Mark Shields: Washington and the Von Moltke Grid

By Mark Shields

We who live in Washington are admittedly a little defensive about this city we call home. Be honest — you would be, too, if the nation’s elected leaders won their high offices by repeatedly running campaigns that bellowed how much they, and all right-thinking Americans, distrusted and despised Your Hometown.

Strange as it might seem, we Washingtonians can be a little puritanical about our work. Let me explain. We don’t really make anything here. We don’t grow corn or wheat. We don’t make cars, computers or movies. Sometimes when people have trouble measuring output, they instead measure input.

What did you do yesterday, Mark? “Well, I got here at 7 a.m. and did not leave until almost 9 p.m. “So, if I can’t tell you exactly what I did, I can at least tell you how long I didn’t do it.

But to understand Washington’s basic industry, the national political leadership, it helps to be familiar with Gen. Helmuth von Moltke, who from 1858 until 1888 was the chief of the German General Staff, which would become, under his leadership, the standard for all modern armies.

He developed the von Moltke Grid, under which he divided his entire office corps into one of four categories: 1) the mentally dull and the physically lazy, 2) the Mentally Dull and the Physically Energetic, 3) the Mentally Bright and the Physically Energetic and 4) the Mentally Bright and the Physically Lazy.

The officers assigned to the first group, the Mentally Dull and the Physically Lazy, were obviously not candidates for the general staff.

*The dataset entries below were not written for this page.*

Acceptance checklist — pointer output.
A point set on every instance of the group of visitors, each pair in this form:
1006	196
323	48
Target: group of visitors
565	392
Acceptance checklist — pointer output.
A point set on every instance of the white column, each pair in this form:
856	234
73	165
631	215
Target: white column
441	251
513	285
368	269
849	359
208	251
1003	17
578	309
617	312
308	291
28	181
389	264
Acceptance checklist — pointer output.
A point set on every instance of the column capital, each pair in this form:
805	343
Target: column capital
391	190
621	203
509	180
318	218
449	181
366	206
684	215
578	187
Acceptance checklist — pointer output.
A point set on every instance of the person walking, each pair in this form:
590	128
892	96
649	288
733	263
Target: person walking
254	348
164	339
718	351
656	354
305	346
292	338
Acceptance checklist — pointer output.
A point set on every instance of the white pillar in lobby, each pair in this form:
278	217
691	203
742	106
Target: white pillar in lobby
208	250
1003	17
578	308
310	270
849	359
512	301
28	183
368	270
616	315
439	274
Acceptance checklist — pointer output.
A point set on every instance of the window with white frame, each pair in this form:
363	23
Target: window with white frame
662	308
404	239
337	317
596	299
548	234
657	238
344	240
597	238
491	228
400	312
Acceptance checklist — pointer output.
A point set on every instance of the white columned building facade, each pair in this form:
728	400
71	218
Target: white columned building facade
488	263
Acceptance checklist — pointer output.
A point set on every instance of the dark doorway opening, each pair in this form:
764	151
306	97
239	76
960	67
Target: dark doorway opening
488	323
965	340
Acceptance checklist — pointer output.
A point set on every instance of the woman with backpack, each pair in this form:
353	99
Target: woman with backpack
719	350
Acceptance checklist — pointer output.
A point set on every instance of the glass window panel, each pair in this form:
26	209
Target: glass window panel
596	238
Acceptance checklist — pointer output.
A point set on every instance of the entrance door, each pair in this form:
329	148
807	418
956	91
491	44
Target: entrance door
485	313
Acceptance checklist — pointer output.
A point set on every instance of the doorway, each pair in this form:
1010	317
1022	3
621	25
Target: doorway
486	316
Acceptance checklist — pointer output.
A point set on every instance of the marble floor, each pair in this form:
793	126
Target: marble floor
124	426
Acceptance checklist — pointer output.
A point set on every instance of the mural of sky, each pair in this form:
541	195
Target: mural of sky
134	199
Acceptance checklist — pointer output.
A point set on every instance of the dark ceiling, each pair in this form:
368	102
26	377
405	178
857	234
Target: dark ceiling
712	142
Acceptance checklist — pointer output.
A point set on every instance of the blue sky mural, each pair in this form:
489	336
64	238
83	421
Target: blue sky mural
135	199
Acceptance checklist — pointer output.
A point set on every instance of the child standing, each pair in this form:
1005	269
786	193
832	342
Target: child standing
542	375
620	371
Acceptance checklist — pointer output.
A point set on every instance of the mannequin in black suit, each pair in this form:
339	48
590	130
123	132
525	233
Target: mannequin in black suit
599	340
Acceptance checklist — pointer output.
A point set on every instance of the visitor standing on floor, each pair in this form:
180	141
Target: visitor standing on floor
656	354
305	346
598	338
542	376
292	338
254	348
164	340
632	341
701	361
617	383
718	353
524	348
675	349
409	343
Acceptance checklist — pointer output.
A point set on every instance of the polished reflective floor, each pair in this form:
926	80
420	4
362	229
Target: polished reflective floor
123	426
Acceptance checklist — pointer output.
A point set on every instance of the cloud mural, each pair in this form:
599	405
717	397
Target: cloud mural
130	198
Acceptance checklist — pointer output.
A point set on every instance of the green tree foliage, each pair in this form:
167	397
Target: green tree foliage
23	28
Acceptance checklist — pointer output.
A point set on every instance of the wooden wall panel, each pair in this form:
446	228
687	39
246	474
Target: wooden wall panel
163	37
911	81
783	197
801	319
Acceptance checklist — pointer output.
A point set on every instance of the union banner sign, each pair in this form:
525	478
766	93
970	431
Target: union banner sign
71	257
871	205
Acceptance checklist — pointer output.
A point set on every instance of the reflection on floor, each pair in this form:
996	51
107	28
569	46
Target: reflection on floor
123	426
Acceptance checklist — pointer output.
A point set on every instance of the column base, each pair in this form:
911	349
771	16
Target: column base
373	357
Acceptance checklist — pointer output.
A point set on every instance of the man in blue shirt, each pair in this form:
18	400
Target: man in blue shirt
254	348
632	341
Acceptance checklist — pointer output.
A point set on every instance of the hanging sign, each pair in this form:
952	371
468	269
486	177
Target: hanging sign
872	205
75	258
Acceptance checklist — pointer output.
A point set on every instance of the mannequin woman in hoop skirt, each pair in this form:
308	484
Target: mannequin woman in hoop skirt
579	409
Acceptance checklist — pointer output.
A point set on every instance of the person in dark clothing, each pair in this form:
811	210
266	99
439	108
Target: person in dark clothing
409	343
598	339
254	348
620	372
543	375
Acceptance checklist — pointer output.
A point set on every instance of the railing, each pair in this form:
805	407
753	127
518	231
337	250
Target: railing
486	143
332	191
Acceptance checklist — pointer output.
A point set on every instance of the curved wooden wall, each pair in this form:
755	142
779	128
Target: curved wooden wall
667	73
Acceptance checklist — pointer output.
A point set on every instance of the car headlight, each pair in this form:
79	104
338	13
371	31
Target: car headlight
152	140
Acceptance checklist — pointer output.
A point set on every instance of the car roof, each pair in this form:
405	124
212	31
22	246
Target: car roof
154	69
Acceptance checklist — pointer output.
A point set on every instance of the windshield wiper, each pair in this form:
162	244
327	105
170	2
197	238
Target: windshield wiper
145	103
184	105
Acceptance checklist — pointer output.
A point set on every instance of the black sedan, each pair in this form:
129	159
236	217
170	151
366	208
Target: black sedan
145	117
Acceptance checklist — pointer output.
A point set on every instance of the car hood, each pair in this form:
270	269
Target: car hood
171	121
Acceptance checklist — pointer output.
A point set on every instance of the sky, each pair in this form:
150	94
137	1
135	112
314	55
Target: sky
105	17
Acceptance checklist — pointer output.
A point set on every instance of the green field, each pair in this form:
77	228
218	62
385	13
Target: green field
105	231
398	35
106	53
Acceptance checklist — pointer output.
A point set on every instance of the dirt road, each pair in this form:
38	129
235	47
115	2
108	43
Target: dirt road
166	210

But there are in any organization repetitive tasks to be performed to which members of this subdivision could be assigned.

The single most dangerous category in the military, or any other major organization, is the Mentally Dull and the Physically Energetic. He is both feckless and tireless. Having fouled up three assignments long before noon, he is cheerfully seeking new challenges to fail. This type who requires constant and vigilant adult supervision is not really a possibility for retention, let alone promotion.

The Mentally Bright and the Physically Energetic would not, under the von Moltke test, qualify to become a commanding officer. Instead, they were picked to become the staff officers who, while capable of seeing the sixth side of a four-sided problem, were, with their total attention to detail, compulsive micro-managers.

That left for candidates for eventual elevation to the general staff and positions of ultimate command the Mentally Bright and the Physically Lazy. These are the individuals who are so bright that they understand the problems and see what must be done, but lazy enough to figure out the easiest, least complicated way to do it. He is capable of successfully delegating.

So how do our presidents rate under von Moltke? Military scholar Dennis Showalter, a professor of history at Colorado College, once told me he thought Dwight Eisenhower the ideal: “George Patton thought he was a better general than Ike. Montgomery knew he was a better general than Ike. Omar Bradley thought he was a better general than Ike. But Ike alone was able to manage and to command all of them — along with the Navy and the Air Force and the allies.”

Lou Cannon, the respected biographer of Ronald Reagan, who covered the Gipper from Sacramento through two White House terms, made the strong case that Reagan was in fact bright, but that, like many other septuagenarians, he was not curious. Jimmy Carter, with his Annapolis training and his managing the schedule on the White House tennis courts, was the quintessential Bright and too Energetic.

And President Barack Obama? Let us stipulate that he is Mentally Bright, but if he is Physically Lazy, he has yet to figure out the easiest, least complicated way to get it done under the von Moltke grid.